The cellular and molecular mechanisms that elicit the role of three Aurora members rely on distinct cell model systems. Analysis of the gene expression patterns for the three human Aurora members was carried out in the 60 cell lines. Our cell line collections had less than 10% overlap with those reported in the NCI60 microarray dataset (22). By quantitative RT-PCR analysis, the expression levels could be roughly classified into three subgroups, with Aurora-A having the highest, followed by Aurora-B and -C in descending order (Fig. 3A, B). There were exceptions such as in primary nasal mucosal, NPC, and oral cancer cell lines where Aurora-B gene expression was higher than that of Aurora-A (Fig. 3B). The expression levels of Aurora-B in cancer cell lines of those tissues were much higher than those tissues themselves tested, implying that Aurora-B is selectively upregulated in nasal/nasopharyngeal tissues.
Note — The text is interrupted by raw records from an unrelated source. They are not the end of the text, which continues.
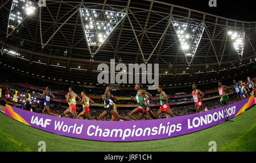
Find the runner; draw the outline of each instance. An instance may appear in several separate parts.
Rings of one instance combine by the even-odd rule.
[[[228,89],[228,87],[225,85],[222,85],[221,82],[218,82],[218,93],[220,96],[220,103],[222,106],[228,105],[228,100],[229,99],[229,96],[226,94],[225,91]]]
[[[8,105],[10,103],[10,98],[11,97],[11,91],[10,91],[10,87],[7,87],[7,89],[5,91],[5,100],[6,103]]]
[[[148,96],[147,95],[145,94],[145,97],[144,98],[144,99],[146,99],[148,97]],[[151,97],[150,99],[152,99],[151,102],[153,101],[155,101],[155,99],[154,99],[154,98],[152,97]],[[131,100],[137,102],[137,101],[136,99],[134,99],[132,96],[131,96]],[[154,115],[153,112],[152,112],[151,110],[150,109],[150,100],[148,99],[148,101],[147,101],[147,104],[146,104],[147,111],[150,115],[150,116],[152,118],[152,119],[155,119],[155,117]],[[139,120],[142,120],[142,118],[144,118],[144,114],[143,114],[142,112],[139,112],[139,117],[138,117]]]
[[[108,114],[110,114],[113,115],[115,118],[116,120],[119,120],[119,119],[122,119],[124,120],[130,120],[130,119],[126,118],[122,116],[118,115],[115,111],[114,110],[113,107],[113,103],[115,103],[119,99],[113,96],[111,93],[111,88],[109,86],[108,86],[106,88],[104,95],[102,95],[102,99],[104,101],[104,104],[106,107],[106,110],[104,110],[98,116],[98,120],[101,120],[106,115]],[[113,100],[115,99],[113,102]]]
[[[18,97],[19,95],[19,93],[18,91],[15,89],[13,92],[13,106],[15,107],[16,105],[18,103],[18,100],[19,99]]]
[[[247,87],[248,89],[248,91],[250,93],[250,96],[254,95],[254,89],[255,86],[254,83],[250,80],[250,77],[247,78]]]
[[[160,100],[161,107],[158,112],[156,112],[156,114],[155,115],[155,118],[160,119],[159,115],[164,112],[168,114],[171,117],[175,117],[176,116],[172,114],[169,105],[167,104],[168,98],[166,96],[166,93],[163,91],[163,87],[162,86],[159,85],[158,86],[158,91],[160,93],[160,97],[158,97],[155,99]]]
[[[44,112],[46,111],[46,110],[47,111],[48,114],[50,115],[55,116],[59,116],[60,115],[58,115],[57,114],[55,114],[51,111],[50,110],[50,101],[53,100],[55,98],[55,97],[54,97],[53,94],[49,91],[49,87],[47,86],[46,87],[46,90],[44,90],[43,92],[43,94],[42,95],[42,98],[44,99],[44,107],[42,113],[44,114]]]
[[[82,99],[81,104],[82,105],[83,111],[79,114],[78,118],[80,119],[84,119],[82,116],[85,115],[88,119],[92,120],[92,116],[90,114],[90,109],[89,108],[89,106],[94,103],[94,102],[86,96],[85,91],[82,90],[81,92],[81,94],[82,95]]]
[[[29,90],[27,90],[27,94],[25,96],[25,110],[33,111],[31,106],[31,96],[30,94],[30,91]]]
[[[239,101],[241,100],[241,91],[239,87],[239,85],[237,83],[236,80],[233,80],[233,83],[234,83],[234,88],[237,93],[237,101]]]
[[[240,89],[239,96],[240,97],[240,99],[243,100],[244,98],[245,98],[245,94],[243,92],[245,88],[242,84],[242,81],[240,80],[238,81],[238,86],[239,86],[239,89]]]
[[[136,99],[137,101],[139,107],[134,109],[131,112],[130,112],[129,116],[130,118],[135,120],[139,120],[139,119],[135,115],[137,113],[142,112],[144,114],[144,116],[146,119],[152,120],[153,119],[148,112],[147,111],[147,101],[152,97],[152,95],[144,90],[141,89],[142,85],[140,83],[137,83],[135,85],[135,90],[137,91],[136,94]],[[146,99],[146,95],[148,97]]]
[[[115,111],[115,112],[117,114],[118,114],[118,113],[117,112],[118,108],[114,103],[113,103],[112,106],[113,106],[113,109],[114,109],[114,111]],[[114,115],[111,115],[111,117],[112,117],[111,121],[119,121],[119,119],[118,119],[117,118],[114,117]]]
[[[75,119],[78,119],[77,114],[76,114],[77,103],[80,103],[82,99],[73,91],[74,87],[71,86],[68,89],[68,94],[65,95],[66,101],[68,103],[69,107],[64,112],[64,115],[65,118],[69,118],[68,114],[70,112],[71,115]],[[77,102],[76,99],[78,98],[79,101]]]
[[[247,91],[247,85],[241,80],[242,85],[243,86],[243,93],[247,98],[249,98],[249,93]]]
[[[192,85],[192,95],[196,105],[196,113],[198,113],[200,112],[200,109],[203,107],[203,103],[201,99],[204,97],[204,95],[200,90],[196,89],[196,84],[195,83]],[[205,109],[205,111],[207,111],[207,109]]]

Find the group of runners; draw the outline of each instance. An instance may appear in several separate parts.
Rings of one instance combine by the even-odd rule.
[[[236,82],[236,80],[233,80],[234,88],[237,93],[237,100],[242,100],[249,96],[253,96],[255,94],[255,85],[250,78],[247,78],[247,83],[245,84],[242,80]],[[225,93],[225,91],[229,89],[226,86],[223,85],[221,81],[218,82],[218,93],[220,97],[220,102],[221,106],[228,105],[229,97]],[[134,89],[137,91],[135,99],[131,96],[131,100],[136,101],[138,103],[138,107],[134,108],[129,114],[129,117],[133,120],[139,120],[143,118],[147,120],[160,119],[161,114],[166,113],[170,117],[175,117],[172,112],[170,106],[167,102],[169,99],[165,92],[163,90],[163,87],[159,86],[157,92],[160,94],[159,97],[154,98],[152,95],[142,89],[142,85],[137,83],[134,86]],[[192,95],[194,102],[195,103],[195,113],[201,111],[208,111],[207,108],[203,108],[203,98],[204,97],[204,94],[200,90],[197,89],[197,85],[192,85],[193,91]],[[104,101],[105,110],[101,112],[97,117],[97,120],[101,120],[106,115],[110,114],[112,116],[112,121],[119,120],[130,120],[122,115],[118,114],[117,111],[117,107],[115,105],[119,101],[119,99],[113,96],[111,94],[112,89],[110,86],[106,88],[104,94],[101,96],[102,99]],[[2,89],[0,88],[0,97],[2,95]],[[6,99],[10,101],[11,97],[11,91],[9,88],[5,93]],[[14,90],[12,94],[13,102],[14,106],[17,103],[19,98],[19,94],[18,91]],[[42,94],[42,98],[44,99],[44,109],[42,111],[43,114],[47,112],[50,115],[60,116],[56,114],[53,113],[50,110],[50,101],[55,98],[53,94],[49,91],[49,87],[47,86],[46,90],[43,91]],[[69,117],[69,114],[75,119],[84,119],[83,116],[85,115],[88,120],[92,120],[92,116],[90,114],[89,106],[94,102],[89,98],[84,90],[81,92],[81,97],[78,95],[74,92],[74,87],[70,86],[69,91],[65,95],[66,101],[69,105],[69,107],[64,112],[64,115],[65,118]],[[27,93],[24,96],[25,109],[31,111],[31,96],[30,94],[30,90],[27,91]],[[150,103],[153,101],[160,101],[160,107],[156,113],[154,115],[150,109]],[[79,114],[77,114],[76,105],[81,105],[82,106],[82,111]]]

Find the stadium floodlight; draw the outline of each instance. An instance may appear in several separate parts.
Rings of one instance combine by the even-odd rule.
[[[14,57],[20,56],[20,53],[16,53],[16,52],[15,52],[14,51],[8,50],[8,49],[3,49],[3,52],[4,52],[4,53],[6,53],[7,55],[13,56]]]
[[[122,12],[89,9],[81,9],[80,13],[90,46],[104,44],[126,15]]]
[[[189,62],[195,56],[204,31],[204,24],[186,23],[172,21],[180,46]]]
[[[237,52],[240,59],[241,60],[243,53],[245,32],[229,31],[228,35],[231,38],[234,48]]]
[[[13,0],[10,11],[8,28],[15,29],[22,23],[24,16],[32,15],[36,10],[36,5],[30,1]]]

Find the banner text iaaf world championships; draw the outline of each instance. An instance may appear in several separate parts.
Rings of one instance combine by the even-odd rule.
[[[255,103],[247,98],[227,106],[229,119]],[[106,141],[143,141],[190,133],[220,124],[225,120],[225,108],[159,120],[106,122],[78,120],[31,112],[9,106],[6,115],[31,127],[60,135]]]

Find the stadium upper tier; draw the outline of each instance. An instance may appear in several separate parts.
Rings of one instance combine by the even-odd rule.
[[[169,85],[232,77],[240,66],[255,64],[255,22],[158,1],[49,0],[47,7],[31,1],[29,13],[24,4],[13,5],[20,1],[0,9],[1,58],[25,75],[96,84],[99,64],[115,58],[159,64],[160,80]],[[103,16],[109,19],[97,19]]]

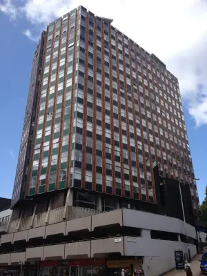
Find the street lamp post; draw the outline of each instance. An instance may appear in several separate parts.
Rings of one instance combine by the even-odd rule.
[[[199,178],[195,178],[193,180],[195,180],[196,181],[197,180],[199,180]],[[181,206],[182,206],[184,221],[184,224],[185,224],[186,236],[186,239],[187,239],[187,252],[188,252],[188,258],[190,260],[190,248],[189,248],[188,237],[188,232],[187,232],[187,224],[186,224],[186,216],[185,216],[185,213],[184,213],[183,197],[182,197],[182,193],[181,193],[181,183],[183,183],[183,182],[179,182],[179,193],[180,193],[180,198],[181,198]]]

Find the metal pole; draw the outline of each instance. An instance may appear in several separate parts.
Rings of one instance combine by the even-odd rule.
[[[182,197],[182,193],[181,193],[181,182],[179,183],[179,187],[180,198],[181,198],[181,205],[182,205],[184,221],[184,224],[185,224],[186,236],[186,239],[187,239],[187,253],[188,253],[188,257],[189,257],[188,237],[188,233],[187,233],[187,225],[186,225],[186,217],[185,217],[184,208],[184,203],[183,203],[183,197]]]
[[[22,274],[22,264],[23,264],[23,262],[21,262],[21,263],[20,276],[21,276],[21,274]]]

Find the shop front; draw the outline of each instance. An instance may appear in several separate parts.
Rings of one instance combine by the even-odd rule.
[[[0,266],[0,276],[19,276],[20,266]]]
[[[142,265],[141,257],[121,257],[119,259],[79,259],[43,261],[30,268],[26,276],[114,276],[117,271],[121,275],[124,269],[132,275],[135,269]],[[25,275],[26,276],[26,275]]]
[[[142,259],[119,259],[116,261],[108,261],[108,275],[114,276],[115,273],[118,273],[121,275],[121,272],[124,269],[127,275],[133,275],[135,270],[139,268],[142,265]]]
[[[103,276],[105,259],[45,261],[40,263],[39,276]]]

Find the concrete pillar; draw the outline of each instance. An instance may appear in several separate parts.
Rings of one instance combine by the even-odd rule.
[[[119,201],[115,202],[115,208],[116,209],[120,209],[120,205]]]
[[[101,202],[101,197],[100,196],[98,196],[97,203],[96,205],[97,205],[97,206],[96,206],[97,209],[99,211],[102,212],[102,210],[103,210],[102,209],[102,202]]]
[[[150,230],[148,229],[141,229],[141,237],[144,239],[151,239]]]
[[[73,199],[73,190],[72,189],[68,189],[66,196],[66,204],[64,206],[63,219],[66,219],[67,208],[68,206],[71,206],[71,210],[72,208],[72,199]]]
[[[177,235],[178,235],[178,241],[181,241],[180,235],[177,234]]]
[[[69,190],[70,193],[68,196],[68,206],[72,206],[73,190],[69,189]]]

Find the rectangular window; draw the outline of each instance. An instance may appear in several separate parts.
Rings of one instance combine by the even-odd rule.
[[[30,188],[34,188],[36,186],[37,176],[32,177],[30,180]]]
[[[66,180],[66,170],[61,170],[59,180],[60,181]]]
[[[50,184],[55,183],[56,172],[51,172],[50,174]]]

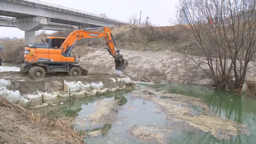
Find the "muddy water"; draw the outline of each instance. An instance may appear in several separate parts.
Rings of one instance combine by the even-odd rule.
[[[256,141],[256,99],[241,97],[229,91],[219,91],[196,86],[177,84],[158,84],[150,87],[158,90],[167,90],[171,92],[203,100],[208,103],[212,112],[222,119],[230,119],[248,125],[251,134],[232,136],[230,139],[219,140],[208,133],[180,132],[172,139],[176,143],[255,144]]]
[[[168,131],[165,128],[170,128],[172,124],[166,120],[164,113],[159,112],[159,106],[151,101],[138,98],[129,91],[73,100],[71,106],[64,106],[62,111],[67,112],[67,116],[74,115],[77,112],[73,124],[77,129],[82,129],[84,126],[84,129],[88,133],[84,139],[89,144],[253,144],[256,140],[255,99],[241,98],[228,91],[197,86],[158,84],[149,87],[201,98],[209,104],[211,112],[219,115],[221,119],[229,119],[247,125],[246,128],[251,134],[233,136],[231,139],[224,140],[219,139],[210,133],[201,131],[192,133],[186,130]],[[160,98],[164,100],[168,98]],[[111,106],[114,106],[112,104],[117,101],[118,101],[118,105],[115,107],[106,105],[111,103]],[[107,112],[108,110],[110,110]],[[201,110],[197,109],[197,112],[200,113]],[[102,112],[100,113],[100,116],[110,115],[110,117],[103,118],[108,120],[101,121],[102,117],[97,117],[95,114],[99,112]],[[94,117],[91,117],[92,115]],[[150,131],[152,130],[150,128],[156,131],[156,134],[152,136],[155,139],[146,138],[141,140],[133,135],[135,133],[133,131]],[[146,135],[148,134],[146,133]]]

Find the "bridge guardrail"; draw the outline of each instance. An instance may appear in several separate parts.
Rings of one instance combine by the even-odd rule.
[[[100,18],[102,18],[106,19],[109,20],[114,21],[116,21],[118,22],[128,24],[128,23],[127,22],[125,22],[125,21],[119,21],[119,20],[118,20],[115,19],[109,18],[109,17],[104,18],[104,17],[102,17],[101,16],[99,15],[95,14],[93,14],[93,13],[90,13],[90,12],[86,12],[86,11],[80,11],[80,10],[77,10],[77,9],[76,10],[76,9],[72,9],[72,8],[69,8],[69,7],[61,6],[60,5],[57,5],[53,4],[47,3],[47,2],[46,2],[41,1],[38,1],[38,0],[23,0],[30,2],[34,3],[36,3],[36,4],[40,4],[40,5],[46,5],[46,6],[52,6],[53,7],[55,7],[55,8],[60,8],[60,9],[62,9],[64,10],[68,10],[68,11],[71,11],[76,12],[78,12],[78,13],[80,13],[90,15],[90,16],[96,16],[96,17],[100,17]]]

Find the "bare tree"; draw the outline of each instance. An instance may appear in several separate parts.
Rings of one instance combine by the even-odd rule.
[[[231,75],[235,79],[235,87],[243,84],[248,64],[256,55],[256,0],[180,0],[180,4],[182,16],[177,17],[178,25],[197,41],[194,50],[205,61],[187,55],[211,75],[219,88],[234,82]],[[208,65],[209,73],[201,67],[202,63]]]
[[[149,20],[149,17],[147,16],[144,22],[142,23],[140,32],[145,37],[149,42],[154,41],[159,33],[159,31],[153,27],[151,21]]]
[[[132,15],[130,16],[130,19],[129,19],[129,23],[132,27],[135,29],[136,27],[139,24],[139,19],[137,18],[136,14]]]

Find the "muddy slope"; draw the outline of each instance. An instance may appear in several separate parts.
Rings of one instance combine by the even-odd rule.
[[[48,135],[43,127],[24,118],[25,114],[21,114],[18,109],[6,107],[3,104],[6,102],[5,100],[0,98],[0,143],[66,143]]]

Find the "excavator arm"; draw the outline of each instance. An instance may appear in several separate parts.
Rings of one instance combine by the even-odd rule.
[[[103,29],[103,32],[91,32],[90,30]],[[70,52],[74,48],[75,43],[81,39],[85,38],[104,37],[107,46],[107,49],[115,59],[116,65],[115,73],[121,74],[125,67],[128,65],[128,61],[123,58],[123,55],[119,53],[119,50],[115,49],[116,44],[112,35],[111,30],[107,27],[100,28],[88,28],[80,29],[70,33],[65,41],[62,43],[60,48],[63,52],[65,53],[67,56],[70,56]]]

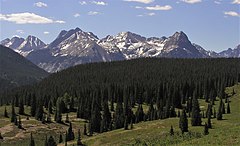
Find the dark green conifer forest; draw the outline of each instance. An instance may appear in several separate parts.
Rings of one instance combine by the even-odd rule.
[[[92,63],[51,74],[33,86],[3,92],[1,104],[12,104],[12,122],[17,119],[14,106],[19,106],[19,114],[24,114],[24,105],[30,105],[31,116],[43,122],[45,115],[50,119],[50,113],[55,113],[57,123],[70,122],[68,140],[74,139],[71,121],[68,117],[62,119],[62,113],[68,112],[76,112],[77,118],[86,119],[84,134],[92,135],[118,128],[128,130],[132,123],[176,117],[174,109],[184,108],[181,116],[178,113],[179,127],[187,132],[187,117],[191,117],[193,126],[203,125],[204,116],[197,99],[204,99],[211,107],[219,97],[217,118],[220,120],[222,100],[227,98],[225,87],[239,79],[239,59],[141,58]],[[143,103],[149,105],[146,113]],[[137,107],[136,112],[133,107]],[[43,108],[49,113],[45,114]],[[230,113],[229,105],[227,113]],[[211,128],[211,115],[209,109],[208,128]]]

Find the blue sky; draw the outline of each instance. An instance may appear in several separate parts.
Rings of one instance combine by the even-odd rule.
[[[35,35],[46,43],[79,27],[99,38],[131,31],[184,31],[207,50],[240,44],[240,0],[0,0],[0,39]]]

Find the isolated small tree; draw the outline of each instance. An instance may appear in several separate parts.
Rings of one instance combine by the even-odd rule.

Interestingly, of the ten bladder cancer cell lines collected, extraordinarily higher expression patterns were observed for all three Aurora members in arsenic-treated variants (UB37, UB40, and UB47) compared to those in other bladder cancer cell lines tested, implying the possible involvement of arsenic in inducing Aurora family expression. Taken together, the analytical results promise an extension of the gene expression profiles of each Aurora member in the NCI60 dataset and further refinement of the roles of each family member across a diversity of cell lines.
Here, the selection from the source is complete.